The implicit assumption in the design of the MA payment system is that a beneficiary will have the same risk score of 1.0 whether they are enrolled in FFS or MA. As such, if a FFS beneficiary had a risk score of 1.1 if enrolled in MA, then the MA plan would be overpaid. The term “coding intensity” is the difference between the scores that a group of beneficiaries would have if enrolled in MA and their scores in FFS.
The Government Accountability Office (2012) estimated that in 2010 MA beneficiary risk scores were at least 4.8 percent and perhaps as much as 7.1 percent higher than they would have been if the same beneficiaries had been enrolled in FFS.
- According to the MMRR paper, the mean risk scores in MA increased faster than in FFS from 2004 to 2013—by 0.305 in MA, compared to 0.106 in FFS. As measured using the 2004 risk model, MA risk scores grew from 90.2 percent of FFS risk scores in 2004 to 109.1 percent in 2013, an increase of 18.9 percentage points. From 2004–2013, the mean MA risk score increased 2.2 percentage points per year more quickly than the mean FFS score using the 2004 risk model and 1.6 percentage points more quickly using the 2014 risk model. According to the paper, the main reason that MA risk scores increased more quickly than FFS scores appeared to be due to increases in relative coding intensity.
- CMS and the Congress have responded to the increase in risk scores over time in several ways.

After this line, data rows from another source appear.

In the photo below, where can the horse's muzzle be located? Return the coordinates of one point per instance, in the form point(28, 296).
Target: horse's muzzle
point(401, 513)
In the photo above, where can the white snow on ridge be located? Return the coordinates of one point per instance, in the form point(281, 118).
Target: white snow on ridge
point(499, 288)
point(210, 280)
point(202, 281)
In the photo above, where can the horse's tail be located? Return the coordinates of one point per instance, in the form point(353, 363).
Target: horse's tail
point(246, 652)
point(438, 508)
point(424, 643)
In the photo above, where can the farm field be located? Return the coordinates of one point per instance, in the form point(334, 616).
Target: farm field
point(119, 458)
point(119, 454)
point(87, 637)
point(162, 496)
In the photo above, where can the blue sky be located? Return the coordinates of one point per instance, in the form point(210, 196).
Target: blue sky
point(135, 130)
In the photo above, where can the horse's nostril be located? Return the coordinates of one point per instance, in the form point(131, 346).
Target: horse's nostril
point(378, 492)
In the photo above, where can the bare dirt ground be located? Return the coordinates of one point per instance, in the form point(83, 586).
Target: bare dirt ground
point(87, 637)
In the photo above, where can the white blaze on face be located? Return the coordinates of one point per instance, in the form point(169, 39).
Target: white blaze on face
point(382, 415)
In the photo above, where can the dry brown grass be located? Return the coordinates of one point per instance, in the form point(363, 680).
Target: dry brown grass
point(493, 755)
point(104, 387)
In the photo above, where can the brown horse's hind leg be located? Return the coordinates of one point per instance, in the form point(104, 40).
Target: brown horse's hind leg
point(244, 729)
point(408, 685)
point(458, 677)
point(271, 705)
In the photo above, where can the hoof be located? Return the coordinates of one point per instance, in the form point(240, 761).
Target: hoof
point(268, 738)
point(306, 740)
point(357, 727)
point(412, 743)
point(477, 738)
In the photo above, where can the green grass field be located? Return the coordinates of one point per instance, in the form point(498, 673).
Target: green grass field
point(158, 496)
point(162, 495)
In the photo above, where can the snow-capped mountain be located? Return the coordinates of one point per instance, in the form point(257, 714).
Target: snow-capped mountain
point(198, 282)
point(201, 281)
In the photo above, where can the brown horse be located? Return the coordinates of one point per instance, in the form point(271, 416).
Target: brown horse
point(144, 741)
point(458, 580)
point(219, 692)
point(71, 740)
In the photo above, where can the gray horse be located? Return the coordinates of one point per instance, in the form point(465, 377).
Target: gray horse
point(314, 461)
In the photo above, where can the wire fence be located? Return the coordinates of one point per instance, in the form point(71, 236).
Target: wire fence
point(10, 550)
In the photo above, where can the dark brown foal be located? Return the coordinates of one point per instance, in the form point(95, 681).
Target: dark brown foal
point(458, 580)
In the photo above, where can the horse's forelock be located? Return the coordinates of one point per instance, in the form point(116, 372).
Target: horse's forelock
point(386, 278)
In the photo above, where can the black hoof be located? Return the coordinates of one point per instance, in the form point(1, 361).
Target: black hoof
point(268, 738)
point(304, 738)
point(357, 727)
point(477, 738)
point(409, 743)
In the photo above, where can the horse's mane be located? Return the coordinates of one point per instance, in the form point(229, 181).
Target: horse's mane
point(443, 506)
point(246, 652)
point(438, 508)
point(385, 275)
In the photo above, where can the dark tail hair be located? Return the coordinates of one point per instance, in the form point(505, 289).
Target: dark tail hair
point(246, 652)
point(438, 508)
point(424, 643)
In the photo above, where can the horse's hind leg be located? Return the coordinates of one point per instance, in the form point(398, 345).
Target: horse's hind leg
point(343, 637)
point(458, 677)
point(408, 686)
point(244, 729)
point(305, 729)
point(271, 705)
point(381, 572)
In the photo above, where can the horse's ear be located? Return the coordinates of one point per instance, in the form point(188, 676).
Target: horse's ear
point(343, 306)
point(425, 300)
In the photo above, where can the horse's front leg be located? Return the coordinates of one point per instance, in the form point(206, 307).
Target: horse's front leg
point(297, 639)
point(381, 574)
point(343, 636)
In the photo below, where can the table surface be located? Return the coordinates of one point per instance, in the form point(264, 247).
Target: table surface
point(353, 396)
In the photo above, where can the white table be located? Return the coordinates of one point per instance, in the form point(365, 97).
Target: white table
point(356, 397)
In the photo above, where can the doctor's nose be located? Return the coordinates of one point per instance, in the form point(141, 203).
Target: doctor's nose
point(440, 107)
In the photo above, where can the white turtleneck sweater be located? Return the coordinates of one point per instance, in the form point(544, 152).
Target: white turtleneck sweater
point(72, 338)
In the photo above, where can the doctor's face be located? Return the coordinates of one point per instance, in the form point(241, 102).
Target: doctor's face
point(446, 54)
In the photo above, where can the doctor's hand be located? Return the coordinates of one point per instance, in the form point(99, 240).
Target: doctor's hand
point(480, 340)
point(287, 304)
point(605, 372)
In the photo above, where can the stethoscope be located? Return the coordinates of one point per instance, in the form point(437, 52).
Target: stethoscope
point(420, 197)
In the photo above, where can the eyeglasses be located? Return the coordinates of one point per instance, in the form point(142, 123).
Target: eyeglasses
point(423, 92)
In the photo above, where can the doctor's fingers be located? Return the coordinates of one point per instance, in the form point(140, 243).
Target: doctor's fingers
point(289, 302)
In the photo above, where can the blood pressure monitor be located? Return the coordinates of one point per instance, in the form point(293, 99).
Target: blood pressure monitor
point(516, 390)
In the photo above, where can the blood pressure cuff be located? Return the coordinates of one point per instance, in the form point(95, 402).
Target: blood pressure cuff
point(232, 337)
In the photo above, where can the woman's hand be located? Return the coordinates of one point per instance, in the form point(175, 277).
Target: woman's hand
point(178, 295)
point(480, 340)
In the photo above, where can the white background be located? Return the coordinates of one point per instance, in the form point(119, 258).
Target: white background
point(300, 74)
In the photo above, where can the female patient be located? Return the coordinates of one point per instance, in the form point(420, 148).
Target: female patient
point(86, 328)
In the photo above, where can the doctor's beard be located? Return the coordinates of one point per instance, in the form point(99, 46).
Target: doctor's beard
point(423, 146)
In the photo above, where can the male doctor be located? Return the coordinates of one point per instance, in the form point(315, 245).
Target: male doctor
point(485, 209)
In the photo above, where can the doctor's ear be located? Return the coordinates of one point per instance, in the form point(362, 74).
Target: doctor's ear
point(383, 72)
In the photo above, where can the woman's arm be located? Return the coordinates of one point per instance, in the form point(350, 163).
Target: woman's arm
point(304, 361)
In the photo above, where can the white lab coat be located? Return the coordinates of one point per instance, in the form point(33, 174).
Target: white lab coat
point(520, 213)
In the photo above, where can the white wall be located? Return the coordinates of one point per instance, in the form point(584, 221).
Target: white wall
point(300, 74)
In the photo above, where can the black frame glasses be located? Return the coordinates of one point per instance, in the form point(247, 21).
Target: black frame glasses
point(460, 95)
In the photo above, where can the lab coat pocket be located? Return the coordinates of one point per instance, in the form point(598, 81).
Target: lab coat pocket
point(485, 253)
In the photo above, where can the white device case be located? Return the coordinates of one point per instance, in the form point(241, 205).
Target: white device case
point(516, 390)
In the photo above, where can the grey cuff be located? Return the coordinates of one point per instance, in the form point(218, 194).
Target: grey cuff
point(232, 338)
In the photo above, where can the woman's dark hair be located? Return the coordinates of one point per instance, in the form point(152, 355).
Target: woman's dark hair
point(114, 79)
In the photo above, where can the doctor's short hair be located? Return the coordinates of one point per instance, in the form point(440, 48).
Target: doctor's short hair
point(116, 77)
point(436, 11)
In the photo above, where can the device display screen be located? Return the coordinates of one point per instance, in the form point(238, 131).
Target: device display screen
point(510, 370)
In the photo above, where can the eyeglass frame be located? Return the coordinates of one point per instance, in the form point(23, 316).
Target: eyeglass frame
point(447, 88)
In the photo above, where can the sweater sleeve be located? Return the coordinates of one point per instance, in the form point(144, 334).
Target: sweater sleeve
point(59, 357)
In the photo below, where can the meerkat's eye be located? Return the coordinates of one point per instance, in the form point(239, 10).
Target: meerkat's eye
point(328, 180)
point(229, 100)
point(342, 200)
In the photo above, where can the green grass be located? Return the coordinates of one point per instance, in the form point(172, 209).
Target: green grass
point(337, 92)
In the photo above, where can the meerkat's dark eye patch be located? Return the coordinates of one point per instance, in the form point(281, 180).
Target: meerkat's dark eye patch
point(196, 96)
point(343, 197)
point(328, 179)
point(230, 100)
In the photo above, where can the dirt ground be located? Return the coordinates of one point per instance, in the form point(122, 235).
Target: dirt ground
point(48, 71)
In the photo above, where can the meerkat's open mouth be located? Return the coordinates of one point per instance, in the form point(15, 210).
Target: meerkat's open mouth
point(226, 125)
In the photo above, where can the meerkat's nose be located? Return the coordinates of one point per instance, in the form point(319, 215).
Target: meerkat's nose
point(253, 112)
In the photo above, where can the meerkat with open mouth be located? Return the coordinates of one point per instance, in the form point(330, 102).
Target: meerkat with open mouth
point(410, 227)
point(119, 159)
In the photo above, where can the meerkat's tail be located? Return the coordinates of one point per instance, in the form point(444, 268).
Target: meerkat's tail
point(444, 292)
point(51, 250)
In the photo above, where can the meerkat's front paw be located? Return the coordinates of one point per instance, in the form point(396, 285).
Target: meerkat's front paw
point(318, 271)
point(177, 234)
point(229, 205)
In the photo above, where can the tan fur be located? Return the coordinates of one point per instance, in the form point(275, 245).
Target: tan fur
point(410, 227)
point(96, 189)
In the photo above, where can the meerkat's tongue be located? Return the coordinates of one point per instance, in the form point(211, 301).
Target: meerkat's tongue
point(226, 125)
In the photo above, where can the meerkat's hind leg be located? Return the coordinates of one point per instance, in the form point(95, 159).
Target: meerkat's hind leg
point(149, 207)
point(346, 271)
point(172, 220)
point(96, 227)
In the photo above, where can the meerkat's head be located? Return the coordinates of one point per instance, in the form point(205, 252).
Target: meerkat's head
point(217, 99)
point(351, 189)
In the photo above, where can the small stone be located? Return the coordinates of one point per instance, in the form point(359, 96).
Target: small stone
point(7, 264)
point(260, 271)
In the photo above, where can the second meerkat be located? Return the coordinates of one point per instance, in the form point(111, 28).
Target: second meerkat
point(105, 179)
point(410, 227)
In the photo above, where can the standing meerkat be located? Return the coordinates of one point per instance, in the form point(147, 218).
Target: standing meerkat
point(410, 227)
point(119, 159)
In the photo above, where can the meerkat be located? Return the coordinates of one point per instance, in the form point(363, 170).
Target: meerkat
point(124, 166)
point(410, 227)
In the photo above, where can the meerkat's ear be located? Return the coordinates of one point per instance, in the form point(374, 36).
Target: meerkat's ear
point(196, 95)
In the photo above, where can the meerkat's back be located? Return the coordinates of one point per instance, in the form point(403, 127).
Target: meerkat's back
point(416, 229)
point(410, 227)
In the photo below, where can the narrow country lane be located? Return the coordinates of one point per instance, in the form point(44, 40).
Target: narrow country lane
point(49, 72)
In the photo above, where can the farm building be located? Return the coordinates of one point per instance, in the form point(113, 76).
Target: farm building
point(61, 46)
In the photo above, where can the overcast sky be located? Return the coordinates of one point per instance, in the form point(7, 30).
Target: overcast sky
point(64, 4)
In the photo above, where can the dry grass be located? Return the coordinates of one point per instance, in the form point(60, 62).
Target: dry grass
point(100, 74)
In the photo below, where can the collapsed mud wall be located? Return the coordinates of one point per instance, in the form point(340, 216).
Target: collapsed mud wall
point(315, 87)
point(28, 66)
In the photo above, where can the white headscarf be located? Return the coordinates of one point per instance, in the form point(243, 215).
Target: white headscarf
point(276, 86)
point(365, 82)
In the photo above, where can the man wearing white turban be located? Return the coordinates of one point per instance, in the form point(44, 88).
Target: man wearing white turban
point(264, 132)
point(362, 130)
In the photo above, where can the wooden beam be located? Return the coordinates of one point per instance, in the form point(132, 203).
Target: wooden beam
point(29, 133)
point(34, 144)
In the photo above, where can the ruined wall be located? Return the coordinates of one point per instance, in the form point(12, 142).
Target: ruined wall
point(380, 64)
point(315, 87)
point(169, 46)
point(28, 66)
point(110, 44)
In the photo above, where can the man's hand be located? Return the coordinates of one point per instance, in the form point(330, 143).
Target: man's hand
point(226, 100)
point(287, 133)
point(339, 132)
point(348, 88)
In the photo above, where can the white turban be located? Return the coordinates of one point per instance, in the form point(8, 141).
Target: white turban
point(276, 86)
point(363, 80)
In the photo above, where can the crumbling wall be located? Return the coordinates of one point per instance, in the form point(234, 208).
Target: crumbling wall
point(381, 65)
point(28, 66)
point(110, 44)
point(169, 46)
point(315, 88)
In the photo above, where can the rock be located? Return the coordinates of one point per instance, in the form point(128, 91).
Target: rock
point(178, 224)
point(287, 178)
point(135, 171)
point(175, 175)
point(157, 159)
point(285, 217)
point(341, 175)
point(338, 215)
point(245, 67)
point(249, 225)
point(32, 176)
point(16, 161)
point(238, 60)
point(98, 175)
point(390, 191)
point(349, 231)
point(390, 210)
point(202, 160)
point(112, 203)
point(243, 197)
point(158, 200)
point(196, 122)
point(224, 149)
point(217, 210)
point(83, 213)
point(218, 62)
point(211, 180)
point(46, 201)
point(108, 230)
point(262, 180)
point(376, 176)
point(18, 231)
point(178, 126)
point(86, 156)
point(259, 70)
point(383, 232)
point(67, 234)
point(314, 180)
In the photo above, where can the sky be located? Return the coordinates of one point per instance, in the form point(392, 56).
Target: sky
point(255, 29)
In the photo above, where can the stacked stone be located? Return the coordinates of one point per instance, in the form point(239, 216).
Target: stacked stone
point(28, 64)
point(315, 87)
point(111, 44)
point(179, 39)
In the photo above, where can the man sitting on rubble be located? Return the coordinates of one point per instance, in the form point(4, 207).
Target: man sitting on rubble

- Starting in 2010, CMS lowered payment by 3.41 percent by applying an across-the-board coding adjustment. This coding intensity adjustment will increase to 4.91 percent in 2014 and to at least 5.91 percent in 2018.
- Starting in 2013, CMS set the four most severe diabetes Hierarchical Condition Categories (HCCs) (HCC15-HCC18) to have the same payment coefficient. As a result, recording diagnoses that move enrollees from HCC18 (diabetes with ophthalmologic or unspecified manifestation) into HCC15 (diabetes with renal or peripheral circulatory manifestation) will no longer increase revenue for MA plans.
- CMS made further changes to the model in 2014, removing some of the HCCs that were the subject of MA efforts at increasing coding intensity.
- The legislated increase in coding intensity adjustment is 0.25 percent per year from 2014 through 2018.
- The President’s Budget for 2015 proposes increasing the minimum adjustment to 0.67 percent per year through 2020, topping off at 8.51 percent in 2020, which is much closer to the expected increase in relative risk scores.
The paper concludes that it is challenging to accurately measure the effects of coding intensity on MA risk scores and even more challenging to devise optimal policy responses. It notes that HHS is continuing its analysis of the relative risk of MA and FFS enrollees in order to improve the ability of the Medicare program to accurately pay for MA beneficiaries.